This question is rather difficult and I know that I would struggle to do it under 2 minutes. However, if you can get sketch the graph relatively quickly and see what they are asking by sketching the 2 conditions, it is doable.

OG's explanation is not as intuitive and I would have a difficult time using that method to solve this in 2 minutes.

In the xy-plane, region R consists of all the points (x, y) such that 2x + 3y <= 6. Is the point (r, s) in region R ?

(1) 3r + 2s = 6 (2) r <= 3 and s <= 2

In the xy-plane, region R consists of all the points (x, y) such that \(2x + 3y =< 6\) . Is the point (r,s) in region R?

Q: is \(2r+3s\leq{6}\)?

(1) \(3r + 2s = 6\) --> very easy to see that this statement is not sufficient: If \(r=2\) and \(s=0\) then \(2r+3s=4<{6}\), so the answer is YES; If \(r=0\) and \(s=3\) then \(2r+3s=9>6\), so the answer is NO. Not sufficient.

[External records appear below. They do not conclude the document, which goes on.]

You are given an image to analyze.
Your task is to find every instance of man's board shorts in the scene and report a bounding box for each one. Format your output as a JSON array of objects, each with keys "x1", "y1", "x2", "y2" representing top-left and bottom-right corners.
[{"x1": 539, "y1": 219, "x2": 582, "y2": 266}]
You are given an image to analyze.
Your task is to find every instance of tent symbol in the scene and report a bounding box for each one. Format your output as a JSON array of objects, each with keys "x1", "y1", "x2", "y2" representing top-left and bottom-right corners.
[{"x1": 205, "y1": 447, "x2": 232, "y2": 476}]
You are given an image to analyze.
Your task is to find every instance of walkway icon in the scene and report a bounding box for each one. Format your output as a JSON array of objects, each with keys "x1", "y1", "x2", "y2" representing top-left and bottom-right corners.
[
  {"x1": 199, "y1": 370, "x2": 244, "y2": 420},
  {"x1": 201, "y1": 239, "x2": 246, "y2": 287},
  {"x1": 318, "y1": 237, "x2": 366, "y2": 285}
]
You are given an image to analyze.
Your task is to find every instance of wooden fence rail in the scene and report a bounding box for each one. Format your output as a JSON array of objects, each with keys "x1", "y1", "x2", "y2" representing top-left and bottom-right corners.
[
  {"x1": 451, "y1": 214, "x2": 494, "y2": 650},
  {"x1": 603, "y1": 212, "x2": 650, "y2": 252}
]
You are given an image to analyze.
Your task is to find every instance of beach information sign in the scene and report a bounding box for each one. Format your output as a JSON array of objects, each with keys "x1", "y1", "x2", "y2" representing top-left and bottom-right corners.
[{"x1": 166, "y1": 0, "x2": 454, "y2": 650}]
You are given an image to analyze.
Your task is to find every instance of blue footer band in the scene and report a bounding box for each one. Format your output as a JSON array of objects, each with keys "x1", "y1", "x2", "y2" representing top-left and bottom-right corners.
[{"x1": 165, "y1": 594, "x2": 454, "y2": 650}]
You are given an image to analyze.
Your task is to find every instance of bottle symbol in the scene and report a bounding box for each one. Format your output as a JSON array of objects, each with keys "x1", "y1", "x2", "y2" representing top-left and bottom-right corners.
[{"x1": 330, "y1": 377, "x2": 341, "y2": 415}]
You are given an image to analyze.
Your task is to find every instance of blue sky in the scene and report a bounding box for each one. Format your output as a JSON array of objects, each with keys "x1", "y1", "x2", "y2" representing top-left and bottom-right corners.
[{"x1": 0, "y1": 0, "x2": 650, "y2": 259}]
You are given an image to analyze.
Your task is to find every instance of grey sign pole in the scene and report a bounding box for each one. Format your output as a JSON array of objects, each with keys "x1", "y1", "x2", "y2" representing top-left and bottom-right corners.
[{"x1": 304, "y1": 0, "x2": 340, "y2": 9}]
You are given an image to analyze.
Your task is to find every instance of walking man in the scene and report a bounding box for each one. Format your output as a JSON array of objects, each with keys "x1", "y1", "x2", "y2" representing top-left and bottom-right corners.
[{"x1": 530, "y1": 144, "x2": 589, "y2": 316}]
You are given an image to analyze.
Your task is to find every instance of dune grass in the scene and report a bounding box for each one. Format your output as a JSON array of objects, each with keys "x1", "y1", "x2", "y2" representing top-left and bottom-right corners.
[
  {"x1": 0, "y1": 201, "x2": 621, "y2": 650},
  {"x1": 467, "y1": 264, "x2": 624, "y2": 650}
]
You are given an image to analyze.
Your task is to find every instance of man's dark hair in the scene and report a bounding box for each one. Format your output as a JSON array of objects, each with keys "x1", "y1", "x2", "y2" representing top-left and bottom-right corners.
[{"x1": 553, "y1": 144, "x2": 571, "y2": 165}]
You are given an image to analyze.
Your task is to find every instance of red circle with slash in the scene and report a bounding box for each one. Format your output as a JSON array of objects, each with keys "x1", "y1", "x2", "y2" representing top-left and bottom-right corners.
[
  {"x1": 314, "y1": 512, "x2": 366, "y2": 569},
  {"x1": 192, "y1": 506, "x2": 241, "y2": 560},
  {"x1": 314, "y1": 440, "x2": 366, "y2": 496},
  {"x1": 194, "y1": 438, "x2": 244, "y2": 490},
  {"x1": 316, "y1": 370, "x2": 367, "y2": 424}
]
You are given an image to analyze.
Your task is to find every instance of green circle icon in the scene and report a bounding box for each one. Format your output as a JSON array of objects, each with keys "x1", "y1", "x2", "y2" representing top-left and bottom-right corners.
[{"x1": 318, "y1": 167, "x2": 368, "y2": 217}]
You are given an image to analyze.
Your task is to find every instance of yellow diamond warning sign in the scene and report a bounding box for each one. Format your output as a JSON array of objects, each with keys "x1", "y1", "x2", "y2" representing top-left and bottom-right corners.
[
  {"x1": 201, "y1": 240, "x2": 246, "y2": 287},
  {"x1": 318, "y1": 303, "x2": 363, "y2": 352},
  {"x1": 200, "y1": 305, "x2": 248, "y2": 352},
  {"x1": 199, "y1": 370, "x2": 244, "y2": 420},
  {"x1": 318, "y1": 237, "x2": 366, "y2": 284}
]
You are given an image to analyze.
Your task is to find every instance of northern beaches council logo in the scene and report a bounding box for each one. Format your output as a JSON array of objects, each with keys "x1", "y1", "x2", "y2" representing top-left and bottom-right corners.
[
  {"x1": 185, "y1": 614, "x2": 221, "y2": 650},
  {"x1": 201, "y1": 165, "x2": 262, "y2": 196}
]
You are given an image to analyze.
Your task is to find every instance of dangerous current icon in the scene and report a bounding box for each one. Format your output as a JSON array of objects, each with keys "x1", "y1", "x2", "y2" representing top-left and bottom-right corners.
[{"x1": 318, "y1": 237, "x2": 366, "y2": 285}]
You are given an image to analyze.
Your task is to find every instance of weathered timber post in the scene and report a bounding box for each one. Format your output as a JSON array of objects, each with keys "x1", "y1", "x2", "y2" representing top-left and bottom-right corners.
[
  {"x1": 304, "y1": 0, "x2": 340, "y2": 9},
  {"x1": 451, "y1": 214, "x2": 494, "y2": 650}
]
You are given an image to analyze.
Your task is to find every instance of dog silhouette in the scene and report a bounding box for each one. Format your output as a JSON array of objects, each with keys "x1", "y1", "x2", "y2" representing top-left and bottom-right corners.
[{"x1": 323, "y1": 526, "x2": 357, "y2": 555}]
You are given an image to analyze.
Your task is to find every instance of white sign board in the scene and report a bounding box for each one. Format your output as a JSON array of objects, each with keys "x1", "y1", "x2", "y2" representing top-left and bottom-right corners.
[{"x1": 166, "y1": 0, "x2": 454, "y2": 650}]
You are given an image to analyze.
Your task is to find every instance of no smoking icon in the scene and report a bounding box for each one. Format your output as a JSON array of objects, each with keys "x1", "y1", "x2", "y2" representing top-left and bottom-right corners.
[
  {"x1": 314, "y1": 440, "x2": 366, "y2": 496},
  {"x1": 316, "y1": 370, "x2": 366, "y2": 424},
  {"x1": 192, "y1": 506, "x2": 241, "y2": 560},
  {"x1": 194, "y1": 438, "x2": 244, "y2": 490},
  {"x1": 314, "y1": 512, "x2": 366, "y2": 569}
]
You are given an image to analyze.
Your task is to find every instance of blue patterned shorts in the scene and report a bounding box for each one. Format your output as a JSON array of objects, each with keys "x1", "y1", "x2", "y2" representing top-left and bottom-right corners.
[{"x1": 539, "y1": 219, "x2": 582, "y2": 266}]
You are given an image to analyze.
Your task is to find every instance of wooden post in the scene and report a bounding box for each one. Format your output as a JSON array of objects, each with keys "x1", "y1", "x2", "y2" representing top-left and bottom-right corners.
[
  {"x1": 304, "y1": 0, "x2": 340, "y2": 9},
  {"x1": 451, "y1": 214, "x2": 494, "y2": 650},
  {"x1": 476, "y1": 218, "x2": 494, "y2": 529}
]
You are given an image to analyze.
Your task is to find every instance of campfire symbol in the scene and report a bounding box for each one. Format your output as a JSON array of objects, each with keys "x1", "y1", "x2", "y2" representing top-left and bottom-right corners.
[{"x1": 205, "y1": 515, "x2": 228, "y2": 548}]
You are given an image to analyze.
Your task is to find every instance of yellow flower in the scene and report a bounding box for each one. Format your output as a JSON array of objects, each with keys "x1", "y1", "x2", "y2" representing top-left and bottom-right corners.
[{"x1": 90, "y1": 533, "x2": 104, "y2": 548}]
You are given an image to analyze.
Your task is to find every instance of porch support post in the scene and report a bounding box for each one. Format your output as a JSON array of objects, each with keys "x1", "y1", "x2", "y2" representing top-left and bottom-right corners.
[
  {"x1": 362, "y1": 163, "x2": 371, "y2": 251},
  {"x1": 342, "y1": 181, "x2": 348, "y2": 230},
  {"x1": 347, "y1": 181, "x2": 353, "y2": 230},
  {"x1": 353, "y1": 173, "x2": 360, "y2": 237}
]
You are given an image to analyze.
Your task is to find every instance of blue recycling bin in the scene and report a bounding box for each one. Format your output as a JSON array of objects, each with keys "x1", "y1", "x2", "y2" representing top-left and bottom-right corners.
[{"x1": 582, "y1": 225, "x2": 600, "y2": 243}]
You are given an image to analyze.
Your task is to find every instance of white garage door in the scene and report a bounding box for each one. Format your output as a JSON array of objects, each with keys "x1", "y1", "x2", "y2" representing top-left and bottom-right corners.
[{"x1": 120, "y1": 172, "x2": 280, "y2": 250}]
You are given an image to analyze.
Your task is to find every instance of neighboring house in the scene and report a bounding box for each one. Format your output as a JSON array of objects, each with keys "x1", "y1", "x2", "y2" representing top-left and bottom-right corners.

(2) \(r\leq{3}\) and \(s\leq{2}\) --> also very easy to see that this statement is not sufficient: If \(r=0\) and \(s=0\) then \(2r+3s=0<{6}\), so the answer is YES; If \(r=3\) and \(s=2\) then \(2r+3s=12>6\), so the answer is NO. Not sufficient.

(1)+(2) We already have an example for YES answer in (1) which valid for combined statements: If \(r=2<3\) and \(s=0<2\) then \(2r+3s=4<{6}\), so the answer is YES; To get NO answer try max possible value of \(s\), which is \(s=2\), then from (1) \(r=\frac{2}{3}<3\) --> \(2r+3s=\frac{4}{3}+6>6\), so the answer is NO. Not sufficient.